When my other friend began her employment with the call center, the company had the highest customer satisfaction rating in the industry by a significant margin. Management was not satisfied with this, because the company was lagging in market share, so about two years ago, the company shifted the call center focus from helping customers to upselling them. Revenues and profits have not improved as a result, and the company has gone from first to worst–again, by a significant margin. Management blames the call center employees for the decline. Management’s failure to realize that the problem is the result of their philosophy shift, combined with the loss of their top customer service employees because they were unable, or perhaps unwilling, to do a job that they were not hired to do. These employees knew how to provide great customer service, and because of the change they are likely lost forever. Regaining customer trust takes far longer than losing it, but the emphasis on profit makes me think that the likely long-term management solution is to outsource these jobs.

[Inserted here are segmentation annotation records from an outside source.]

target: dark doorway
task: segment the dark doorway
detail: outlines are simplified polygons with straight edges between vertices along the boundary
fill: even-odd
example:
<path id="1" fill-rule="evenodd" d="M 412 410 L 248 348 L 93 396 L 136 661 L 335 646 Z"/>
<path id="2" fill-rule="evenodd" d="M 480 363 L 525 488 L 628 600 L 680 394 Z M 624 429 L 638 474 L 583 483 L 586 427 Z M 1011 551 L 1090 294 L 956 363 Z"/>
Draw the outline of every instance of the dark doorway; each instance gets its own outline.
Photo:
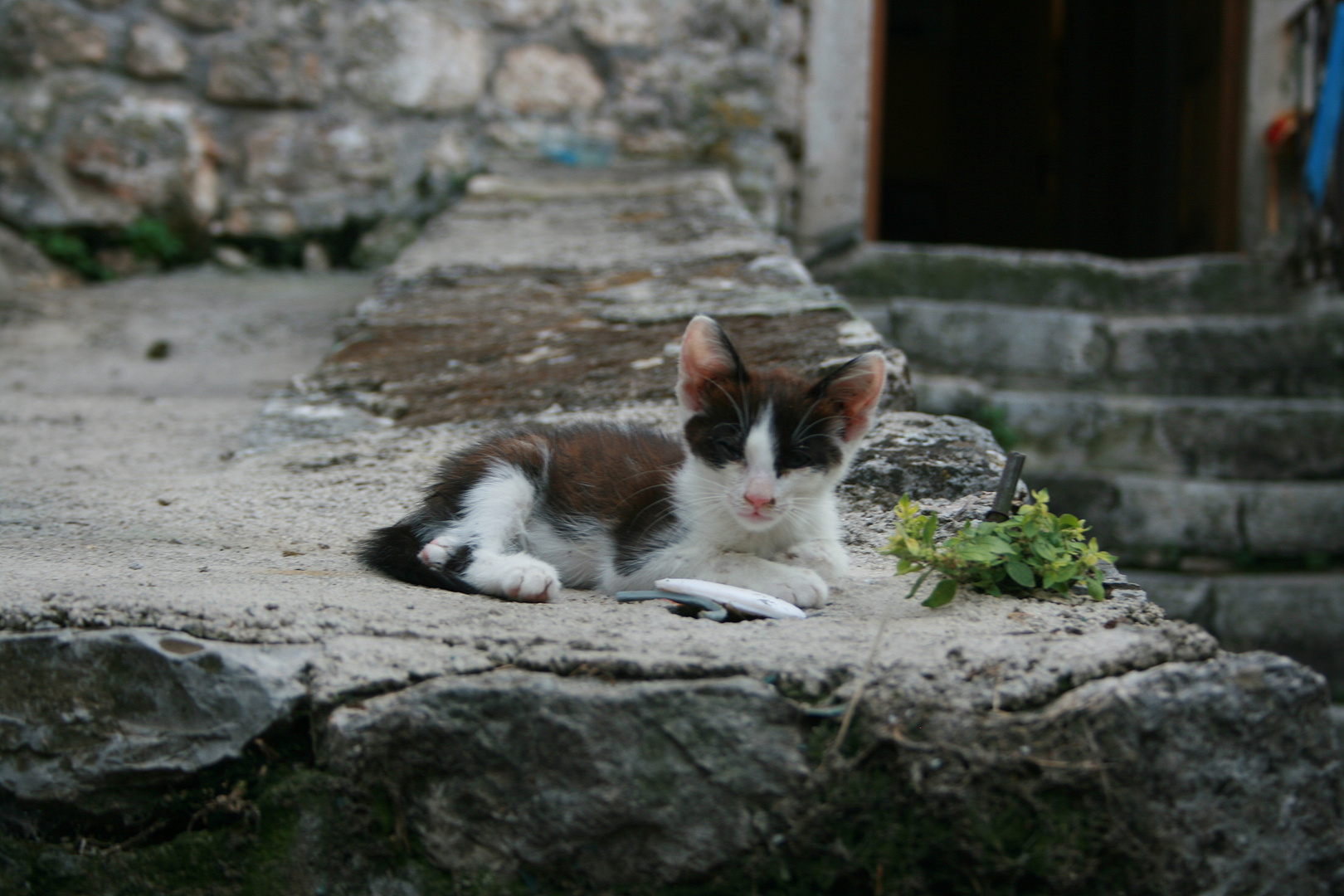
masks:
<path id="1" fill-rule="evenodd" d="M 882 19 L 871 235 L 1236 249 L 1245 0 L 886 0 Z"/>

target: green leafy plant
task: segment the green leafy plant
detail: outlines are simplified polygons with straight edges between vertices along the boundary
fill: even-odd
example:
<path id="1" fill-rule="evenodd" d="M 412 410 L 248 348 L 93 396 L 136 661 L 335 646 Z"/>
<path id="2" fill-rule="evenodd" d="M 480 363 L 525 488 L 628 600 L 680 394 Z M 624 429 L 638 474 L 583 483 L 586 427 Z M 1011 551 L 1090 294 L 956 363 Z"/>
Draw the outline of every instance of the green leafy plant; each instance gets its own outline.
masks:
<path id="1" fill-rule="evenodd" d="M 47 258 L 73 267 L 87 279 L 110 279 L 112 271 L 103 267 L 93 255 L 89 243 L 82 236 L 63 230 L 39 230 L 28 234 Z"/>
<path id="2" fill-rule="evenodd" d="M 957 594 L 957 583 L 1001 595 L 1013 588 L 1048 588 L 1067 594 L 1082 583 L 1094 600 L 1106 596 L 1097 564 L 1114 560 L 1097 547 L 1097 539 L 1083 539 L 1087 527 L 1071 513 L 1050 512 L 1050 493 L 1031 493 L 1028 504 L 1003 523 L 966 523 L 942 544 L 934 544 L 938 517 L 921 510 L 910 496 L 895 508 L 896 527 L 883 553 L 899 559 L 896 575 L 923 570 L 914 596 L 930 572 L 945 578 L 925 599 L 926 607 L 941 607 Z"/>
<path id="3" fill-rule="evenodd" d="M 122 238 L 136 258 L 172 265 L 187 254 L 185 244 L 161 218 L 137 218 Z"/>

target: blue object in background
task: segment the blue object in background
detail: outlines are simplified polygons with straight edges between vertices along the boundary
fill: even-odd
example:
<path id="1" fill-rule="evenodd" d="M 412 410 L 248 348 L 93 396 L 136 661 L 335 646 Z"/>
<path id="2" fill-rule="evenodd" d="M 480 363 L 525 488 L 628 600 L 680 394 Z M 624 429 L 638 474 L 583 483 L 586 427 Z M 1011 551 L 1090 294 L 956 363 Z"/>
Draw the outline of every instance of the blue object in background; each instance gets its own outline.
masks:
<path id="1" fill-rule="evenodd" d="M 1331 26 L 1331 52 L 1325 60 L 1325 83 L 1316 102 L 1316 121 L 1312 124 L 1312 144 L 1306 149 L 1302 180 L 1317 208 L 1325 201 L 1325 185 L 1331 179 L 1331 163 L 1340 136 L 1340 107 L 1344 106 L 1344 3 L 1335 7 Z"/>

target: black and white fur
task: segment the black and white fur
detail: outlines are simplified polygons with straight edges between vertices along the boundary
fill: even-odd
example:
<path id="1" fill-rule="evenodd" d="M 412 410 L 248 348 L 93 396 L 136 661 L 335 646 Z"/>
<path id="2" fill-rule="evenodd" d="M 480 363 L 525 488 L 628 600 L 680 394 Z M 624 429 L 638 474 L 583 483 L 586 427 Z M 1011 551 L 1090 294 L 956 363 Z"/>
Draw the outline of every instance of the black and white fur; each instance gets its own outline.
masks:
<path id="1" fill-rule="evenodd" d="M 884 382 L 878 352 L 817 380 L 749 371 L 696 317 L 681 341 L 680 439 L 605 423 L 497 434 L 445 461 L 421 508 L 374 532 L 362 559 L 512 600 L 679 576 L 820 606 L 847 566 L 835 488 Z"/>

So, Topher, How Do You Fix It?

Employers argue that there is a shortage of qualified workers in many fields, so they must employ foreign-born and -trained workers. That these workers usually happen to be less expensive than their American counterparts is a bonus. I would address the problem on two fronts:

  1. Base student loan interest rates on the course of study. If there’s a high demand for computer engineers, offer a low interest rate for computer engineering students. If there’s a low demand for marketers, then the interest rate should be significantly higher–if the government guarantees the loan at all. If someone really wants to be a marketer, he can still get a degree, but he can’t expect the government to invest in his career choice. This should drive students toward majors that provide good career opportunities. Obviously, as the business climate changes, these interest rates should be adjusted accordingly.
  2. Make companies pay a premium salary to H-1B visa recipients. If companies can pay entry-level wages to H-1B employees, then they will gleefully replace seasoned American workers with the cheaper foreign labor. If there really is a shortage, act like it, and pay the workers accordingly. I think setting the minimum salary at the median for an American worker with five years of experience might be a good starting point. If the shortage is artificial, it will disappear soon enough.

Thanks for your time, and please let me know what you think, good or bad.